The second proposition involves the jurisdictional question, and should be considered first; and upon this question it may be set down as settled law that until the legal title to public lands passes from the government, inquiry as to all equitable rights comes within the cognizance of the land department, and the Secretary of the Interior, as the head of that department, may take such action with reference thereto as to him seems in accordance with law. Knight e. U. S. Land Association (142 U. S., 161, 181); Michigan Land and Lumber Co. ". Rust (168 U. S., 589, 592-3); Parcher . Gillen (26 L. D., 34, 41); Harkrader v. Goldstein (31 L. D., 87, 91-2).
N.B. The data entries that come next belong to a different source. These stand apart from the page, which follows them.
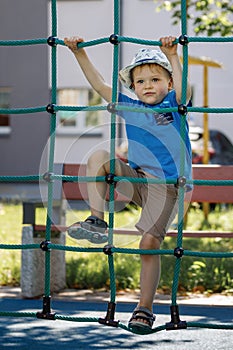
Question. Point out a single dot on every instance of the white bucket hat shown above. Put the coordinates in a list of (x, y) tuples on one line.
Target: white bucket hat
[(144, 56)]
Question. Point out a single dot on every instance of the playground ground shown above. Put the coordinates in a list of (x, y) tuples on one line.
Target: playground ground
[(37, 334)]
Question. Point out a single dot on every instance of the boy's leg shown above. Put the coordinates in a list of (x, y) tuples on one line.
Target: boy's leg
[(158, 210), (150, 271), (94, 227)]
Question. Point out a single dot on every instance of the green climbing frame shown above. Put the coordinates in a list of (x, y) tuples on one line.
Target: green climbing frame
[(114, 39)]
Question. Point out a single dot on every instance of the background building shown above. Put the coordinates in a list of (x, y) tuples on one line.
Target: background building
[(25, 77)]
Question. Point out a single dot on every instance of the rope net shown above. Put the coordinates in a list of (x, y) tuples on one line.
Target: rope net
[(114, 39)]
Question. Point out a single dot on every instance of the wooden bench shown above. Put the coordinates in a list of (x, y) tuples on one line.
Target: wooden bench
[(73, 191)]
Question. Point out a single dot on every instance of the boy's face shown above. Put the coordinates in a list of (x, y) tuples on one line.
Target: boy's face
[(151, 83)]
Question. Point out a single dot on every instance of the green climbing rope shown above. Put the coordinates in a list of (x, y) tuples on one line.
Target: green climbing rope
[(115, 39)]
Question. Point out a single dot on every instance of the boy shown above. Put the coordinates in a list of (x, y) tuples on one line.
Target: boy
[(153, 152)]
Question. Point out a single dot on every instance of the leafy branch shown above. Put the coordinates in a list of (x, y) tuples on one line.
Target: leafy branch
[(208, 17)]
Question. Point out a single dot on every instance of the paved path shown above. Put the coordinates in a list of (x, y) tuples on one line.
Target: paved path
[(36, 334)]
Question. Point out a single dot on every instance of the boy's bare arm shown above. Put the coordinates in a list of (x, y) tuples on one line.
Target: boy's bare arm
[(170, 50), (92, 75)]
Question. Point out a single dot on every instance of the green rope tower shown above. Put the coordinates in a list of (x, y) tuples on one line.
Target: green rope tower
[(115, 39)]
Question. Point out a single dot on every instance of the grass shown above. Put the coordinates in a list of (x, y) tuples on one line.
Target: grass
[(197, 274)]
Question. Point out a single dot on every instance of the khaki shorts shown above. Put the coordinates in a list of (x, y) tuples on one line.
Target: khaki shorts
[(159, 202)]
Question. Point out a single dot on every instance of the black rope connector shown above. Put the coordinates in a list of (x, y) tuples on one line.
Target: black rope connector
[(178, 252), (48, 176), (44, 246), (109, 319), (114, 39), (46, 312), (50, 108), (111, 108), (175, 323), (181, 181), (183, 40), (108, 249), (182, 109), (51, 41), (109, 178)]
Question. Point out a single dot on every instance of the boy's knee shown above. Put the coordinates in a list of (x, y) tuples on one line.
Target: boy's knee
[(98, 159), (98, 156)]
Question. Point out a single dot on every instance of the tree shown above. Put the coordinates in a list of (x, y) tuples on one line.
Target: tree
[(208, 17)]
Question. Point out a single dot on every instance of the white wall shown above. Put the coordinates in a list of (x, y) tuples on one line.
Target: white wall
[(94, 20)]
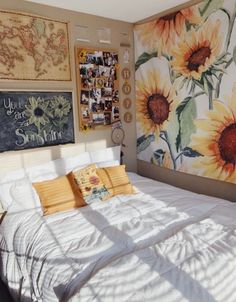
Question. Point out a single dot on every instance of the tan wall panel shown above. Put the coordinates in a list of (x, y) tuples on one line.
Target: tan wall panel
[(189, 182)]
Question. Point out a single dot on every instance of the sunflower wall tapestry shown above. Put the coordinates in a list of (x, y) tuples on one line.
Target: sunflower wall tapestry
[(186, 90), (35, 119)]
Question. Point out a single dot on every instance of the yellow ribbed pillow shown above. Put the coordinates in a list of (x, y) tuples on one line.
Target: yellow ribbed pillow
[(59, 195), (116, 180)]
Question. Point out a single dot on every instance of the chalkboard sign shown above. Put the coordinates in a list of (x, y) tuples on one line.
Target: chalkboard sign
[(35, 119)]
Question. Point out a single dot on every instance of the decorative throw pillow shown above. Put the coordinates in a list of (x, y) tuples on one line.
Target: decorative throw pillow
[(116, 180), (58, 195), (90, 184)]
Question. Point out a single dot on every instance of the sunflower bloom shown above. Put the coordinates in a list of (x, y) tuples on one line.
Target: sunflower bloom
[(156, 102), (216, 140), (198, 51), (61, 106), (37, 112), (164, 32)]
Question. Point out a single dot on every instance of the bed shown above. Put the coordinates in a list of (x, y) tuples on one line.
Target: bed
[(160, 244)]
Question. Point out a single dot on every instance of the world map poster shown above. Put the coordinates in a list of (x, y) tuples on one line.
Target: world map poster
[(33, 119), (33, 48)]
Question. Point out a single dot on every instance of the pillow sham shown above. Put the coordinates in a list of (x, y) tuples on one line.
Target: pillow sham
[(116, 180), (62, 166), (90, 185), (58, 195)]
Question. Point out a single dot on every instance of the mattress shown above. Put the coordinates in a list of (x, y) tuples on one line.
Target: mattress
[(161, 244)]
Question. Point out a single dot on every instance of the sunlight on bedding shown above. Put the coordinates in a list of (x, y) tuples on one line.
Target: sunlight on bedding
[(131, 248)]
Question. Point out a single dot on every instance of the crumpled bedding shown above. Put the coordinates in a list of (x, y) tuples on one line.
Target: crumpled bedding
[(161, 244)]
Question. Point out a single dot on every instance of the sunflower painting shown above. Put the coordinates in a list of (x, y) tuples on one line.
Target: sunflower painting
[(35, 119), (186, 90)]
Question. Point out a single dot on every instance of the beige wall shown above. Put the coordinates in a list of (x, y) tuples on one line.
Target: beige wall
[(94, 139)]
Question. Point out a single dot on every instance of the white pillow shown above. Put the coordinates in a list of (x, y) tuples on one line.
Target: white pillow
[(19, 195), (110, 163), (22, 178)]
It is also well settled that until patent issues for lands claimed by the several States under the swamp land grant of 1850, the United States has not been divested of the legal title, and until that time the land department has full jurisdiction over such lands, regardless of the fact that lists regularly submitted, and duly approved, have been transmitted to the proper officer of the State. Brown v. Hitchcock (173 U. S., 473); Gray Eagle Oil Company v. Clarke (30 L. D., 570, 579). In one view this would seem conclusive of the question here presented. These lands were originally selected under the act of 1849, but subsequently to the passage of the act of 1850. The list submitted to the Secretary of the Interior, list 51, was made up in the General Land Office from the State's original selection list No. 4, it is true, but was submitted for approval as a selection under both the acts of 1849 and 1850, and was approved, as has been seen, "under the act of March 2, 1849, as supplemented and enlarged by the act of September 28, 1850." So that it was really an approval under the act of 1850, and was not intended as the final action of the land department. The nature of the approval is not open to question. It was clearly not intended as passing title under the act of 1849, and was not so treated by the State, for, as before shown, the State sought to correct the description before the patent of the United States was to be issued upon said approval.